Jumat, 26 Desember 2014

Tulisan 2 : Empat kebutuhan dasar yang harus dipenuhi kode etik IAI

Empat kebutuhan dasar yang harus dipenuhi kode etik ikatan akuntansi Indonesia

Kode Etik IAI adalah aturan perilaku etika akuntan dalam memenuhi tanggung jawab profesionalnya. Dengan adanya kode etik IAI, seluruh akuntan baik akuntan publik, akuntan yang bekerja di lingkungan dunia usaha, pada instansi pemerintah, maupun di lingkungan dunia pendidikan diharapkan dapat bekerja secara profesional.

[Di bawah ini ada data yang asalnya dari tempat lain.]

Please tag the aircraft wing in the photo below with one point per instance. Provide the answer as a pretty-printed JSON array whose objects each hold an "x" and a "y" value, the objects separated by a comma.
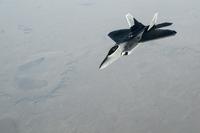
[
  {"x": 156, "y": 34},
  {"x": 119, "y": 36}
]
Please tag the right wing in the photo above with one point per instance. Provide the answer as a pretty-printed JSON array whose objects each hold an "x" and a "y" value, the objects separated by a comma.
[{"x": 156, "y": 34}]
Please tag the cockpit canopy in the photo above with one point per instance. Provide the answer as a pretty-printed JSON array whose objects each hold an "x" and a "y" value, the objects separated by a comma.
[{"x": 113, "y": 49}]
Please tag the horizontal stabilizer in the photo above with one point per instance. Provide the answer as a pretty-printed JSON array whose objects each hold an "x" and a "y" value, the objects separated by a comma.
[{"x": 163, "y": 24}]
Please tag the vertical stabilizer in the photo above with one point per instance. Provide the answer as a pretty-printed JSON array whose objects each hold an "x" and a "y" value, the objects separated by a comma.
[
  {"x": 153, "y": 21},
  {"x": 129, "y": 19}
]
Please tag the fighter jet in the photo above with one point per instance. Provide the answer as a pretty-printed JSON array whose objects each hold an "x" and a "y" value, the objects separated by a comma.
[{"x": 127, "y": 39}]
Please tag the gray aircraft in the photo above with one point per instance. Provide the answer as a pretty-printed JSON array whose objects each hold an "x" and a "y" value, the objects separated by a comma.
[{"x": 127, "y": 39}]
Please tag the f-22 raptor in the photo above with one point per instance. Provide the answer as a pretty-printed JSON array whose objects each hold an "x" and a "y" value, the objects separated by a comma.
[{"x": 127, "y": 39}]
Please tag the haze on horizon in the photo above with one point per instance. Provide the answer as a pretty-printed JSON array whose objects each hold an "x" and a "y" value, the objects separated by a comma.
[{"x": 49, "y": 76}]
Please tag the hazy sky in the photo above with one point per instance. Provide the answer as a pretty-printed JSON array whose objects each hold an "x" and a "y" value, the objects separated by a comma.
[{"x": 49, "y": 77}]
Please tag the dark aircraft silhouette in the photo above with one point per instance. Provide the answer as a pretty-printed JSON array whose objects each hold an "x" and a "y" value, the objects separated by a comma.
[{"x": 127, "y": 39}]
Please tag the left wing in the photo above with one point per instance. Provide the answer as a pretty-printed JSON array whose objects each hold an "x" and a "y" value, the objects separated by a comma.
[{"x": 119, "y": 36}]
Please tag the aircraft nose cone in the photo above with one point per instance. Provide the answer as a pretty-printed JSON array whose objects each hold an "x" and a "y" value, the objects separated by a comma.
[{"x": 174, "y": 32}]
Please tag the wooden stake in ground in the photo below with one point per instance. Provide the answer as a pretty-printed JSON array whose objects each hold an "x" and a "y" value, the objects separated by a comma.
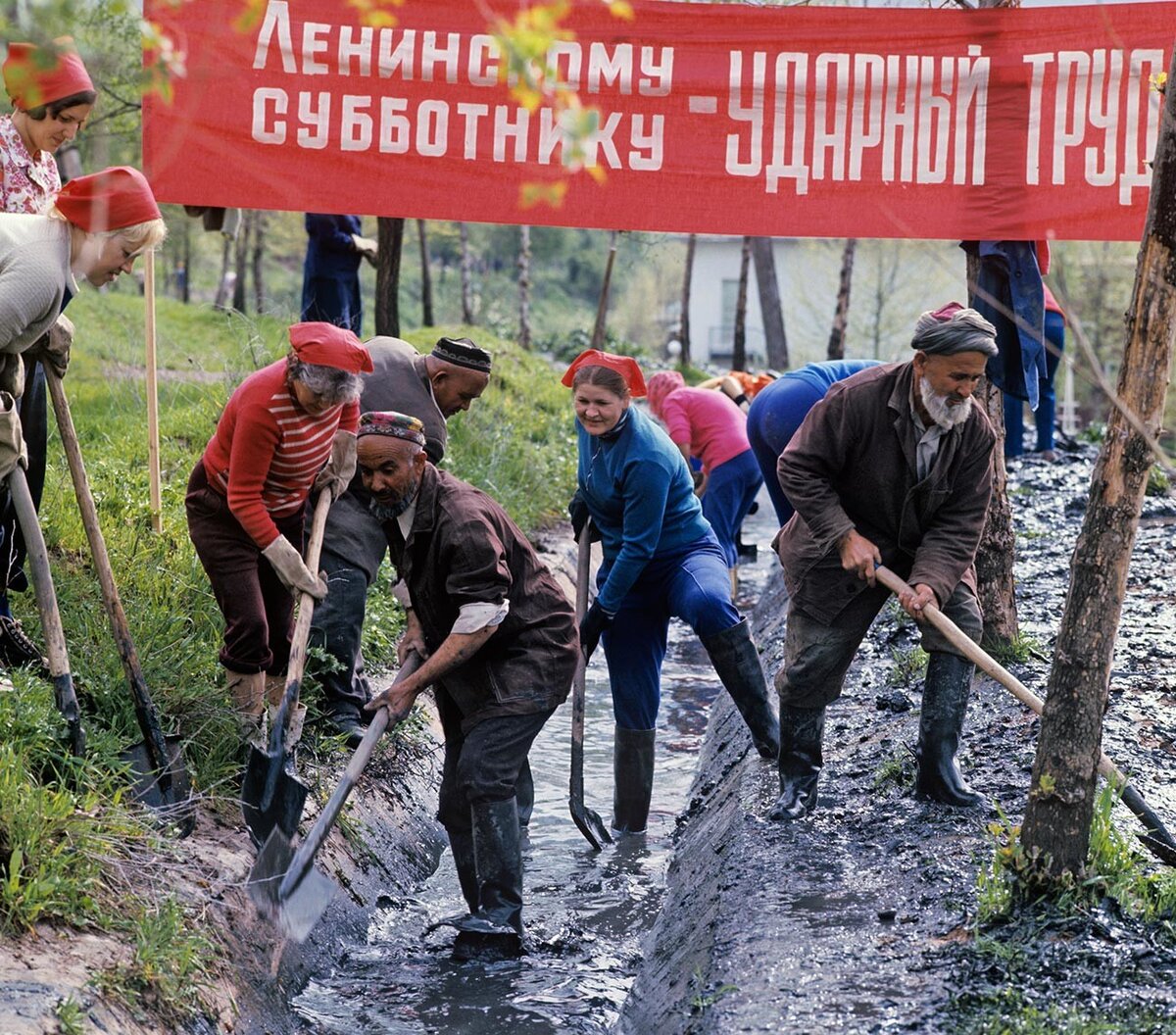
[
  {"x": 157, "y": 505},
  {"x": 1061, "y": 801}
]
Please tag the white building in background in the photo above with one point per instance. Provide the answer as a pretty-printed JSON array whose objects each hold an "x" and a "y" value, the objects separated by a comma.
[{"x": 894, "y": 281}]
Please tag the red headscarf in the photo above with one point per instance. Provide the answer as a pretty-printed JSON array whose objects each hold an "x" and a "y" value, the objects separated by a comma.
[
  {"x": 39, "y": 75},
  {"x": 626, "y": 366},
  {"x": 110, "y": 200},
  {"x": 324, "y": 345}
]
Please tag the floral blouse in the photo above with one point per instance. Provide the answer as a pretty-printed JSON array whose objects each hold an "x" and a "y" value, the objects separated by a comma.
[{"x": 26, "y": 183}]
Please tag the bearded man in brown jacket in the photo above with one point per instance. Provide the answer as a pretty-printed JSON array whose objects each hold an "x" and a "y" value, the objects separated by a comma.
[{"x": 892, "y": 468}]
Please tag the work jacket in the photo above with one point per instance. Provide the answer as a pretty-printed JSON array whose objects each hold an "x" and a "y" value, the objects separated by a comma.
[
  {"x": 463, "y": 548},
  {"x": 852, "y": 466}
]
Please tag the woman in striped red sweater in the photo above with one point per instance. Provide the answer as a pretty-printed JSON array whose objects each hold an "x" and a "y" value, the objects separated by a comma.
[{"x": 288, "y": 428}]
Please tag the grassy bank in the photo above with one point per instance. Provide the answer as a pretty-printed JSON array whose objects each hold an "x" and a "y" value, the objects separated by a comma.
[{"x": 68, "y": 839}]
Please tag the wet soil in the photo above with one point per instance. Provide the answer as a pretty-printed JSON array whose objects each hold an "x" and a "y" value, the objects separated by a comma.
[{"x": 862, "y": 917}]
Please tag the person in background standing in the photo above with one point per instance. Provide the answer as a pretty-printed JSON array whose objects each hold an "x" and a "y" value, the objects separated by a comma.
[{"x": 330, "y": 273}]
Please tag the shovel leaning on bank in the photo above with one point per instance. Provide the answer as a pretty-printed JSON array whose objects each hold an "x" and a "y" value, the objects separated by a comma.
[
  {"x": 588, "y": 822},
  {"x": 47, "y": 605},
  {"x": 162, "y": 779},
  {"x": 283, "y": 883},
  {"x": 270, "y": 795},
  {"x": 1157, "y": 839}
]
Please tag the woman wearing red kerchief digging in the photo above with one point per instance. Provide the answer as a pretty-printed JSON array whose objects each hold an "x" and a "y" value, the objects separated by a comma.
[{"x": 288, "y": 428}]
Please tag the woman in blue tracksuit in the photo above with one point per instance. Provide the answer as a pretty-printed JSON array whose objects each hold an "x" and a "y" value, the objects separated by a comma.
[
  {"x": 780, "y": 409},
  {"x": 662, "y": 560}
]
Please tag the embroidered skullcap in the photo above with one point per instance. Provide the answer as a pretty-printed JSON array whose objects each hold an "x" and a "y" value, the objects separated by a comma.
[
  {"x": 462, "y": 352},
  {"x": 952, "y": 329},
  {"x": 116, "y": 198},
  {"x": 39, "y": 75},
  {"x": 392, "y": 424},
  {"x": 626, "y": 366},
  {"x": 662, "y": 385},
  {"x": 324, "y": 345}
]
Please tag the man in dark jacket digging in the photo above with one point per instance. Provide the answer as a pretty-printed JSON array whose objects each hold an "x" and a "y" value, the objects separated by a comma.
[
  {"x": 500, "y": 641},
  {"x": 893, "y": 468}
]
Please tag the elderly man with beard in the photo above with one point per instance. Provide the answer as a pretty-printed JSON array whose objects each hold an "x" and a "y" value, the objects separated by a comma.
[
  {"x": 893, "y": 468},
  {"x": 500, "y": 644}
]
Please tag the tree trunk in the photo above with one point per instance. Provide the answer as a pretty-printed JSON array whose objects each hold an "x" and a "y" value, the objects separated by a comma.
[
  {"x": 524, "y": 286},
  {"x": 683, "y": 335},
  {"x": 426, "y": 276},
  {"x": 467, "y": 285},
  {"x": 739, "y": 346},
  {"x": 841, "y": 316},
  {"x": 775, "y": 340},
  {"x": 598, "y": 330},
  {"x": 389, "y": 244},
  {"x": 1061, "y": 803}
]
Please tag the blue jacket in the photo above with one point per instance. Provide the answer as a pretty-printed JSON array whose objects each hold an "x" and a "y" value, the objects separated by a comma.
[{"x": 640, "y": 495}]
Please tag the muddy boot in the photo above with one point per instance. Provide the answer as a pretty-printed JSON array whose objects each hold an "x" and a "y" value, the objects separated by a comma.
[
  {"x": 945, "y": 703},
  {"x": 738, "y": 663},
  {"x": 247, "y": 691},
  {"x": 633, "y": 774},
  {"x": 494, "y": 930},
  {"x": 800, "y": 762}
]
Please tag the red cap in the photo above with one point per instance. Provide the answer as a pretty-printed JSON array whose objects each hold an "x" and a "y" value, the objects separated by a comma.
[
  {"x": 324, "y": 345},
  {"x": 39, "y": 75},
  {"x": 110, "y": 200},
  {"x": 626, "y": 366}
]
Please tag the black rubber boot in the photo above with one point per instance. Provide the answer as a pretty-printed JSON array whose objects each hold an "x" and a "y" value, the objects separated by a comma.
[
  {"x": 494, "y": 930},
  {"x": 945, "y": 704},
  {"x": 633, "y": 775},
  {"x": 738, "y": 663},
  {"x": 800, "y": 762}
]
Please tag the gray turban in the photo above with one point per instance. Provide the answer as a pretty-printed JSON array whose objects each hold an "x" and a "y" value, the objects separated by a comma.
[{"x": 954, "y": 329}]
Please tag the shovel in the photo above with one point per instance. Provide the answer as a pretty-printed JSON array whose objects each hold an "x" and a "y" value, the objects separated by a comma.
[
  {"x": 586, "y": 820},
  {"x": 47, "y": 605},
  {"x": 1157, "y": 839},
  {"x": 270, "y": 794},
  {"x": 283, "y": 883},
  {"x": 162, "y": 779}
]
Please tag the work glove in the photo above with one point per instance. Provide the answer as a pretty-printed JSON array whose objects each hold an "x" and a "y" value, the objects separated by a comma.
[
  {"x": 339, "y": 470},
  {"x": 295, "y": 576},
  {"x": 592, "y": 624},
  {"x": 12, "y": 441},
  {"x": 53, "y": 348},
  {"x": 368, "y": 248}
]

Kode etik ini merupakan dasar, panduan, dan patokan bagi para akuntan tersebut agar selalu melakukan pekerjaannya di jalur yang benar sesuai dengan standar profesional kode etik yang tertulis yang pekerjaannya berorientasi kepada kepentingan publik.
Untuk mencapai tujuan tersebut terdapat empat kebutuhan dasar yang harus dipenuhi:
1.     Kredibilitas
Kredibilitas seorang auditor tidak hanya tergantung pada independensi dalam fakta, tapi juga tergantung pada independensi dalam persepsi atau penampilan, demi menjaga dan mempertahankan kepercayaan publik akan profesi sebagai auditor.
2.     Profesionalisme
Diperlukan individu yang dengan jelas dapat diidentifikasikan oleh pengguna jasa audit, dimana profesionalisme tersebut dapat memberi ciri suatu profesi atau orang-orang yang professional.
3.     Kualitas Jasa
Dalam menjalankan tugasnya seorang auditor atau anggota KAP harus mempertahankan kualitas jasanya, harus bebas dari benturan kepentingan dan tidak boleh membiarkan faktor salah saji material yang diketahui atau mengalihkan pertimbangannya kepada pihak lain.
4.     Kepercayaan
Kepercayaan sangat penting bagi profesi akuntan, hal ini menyangkut dengan perkembangan profesi akuntan. Kepercayaan masyarakat akan berkurang apabila terdapat bukti ketidak profesionalan seorang auditor.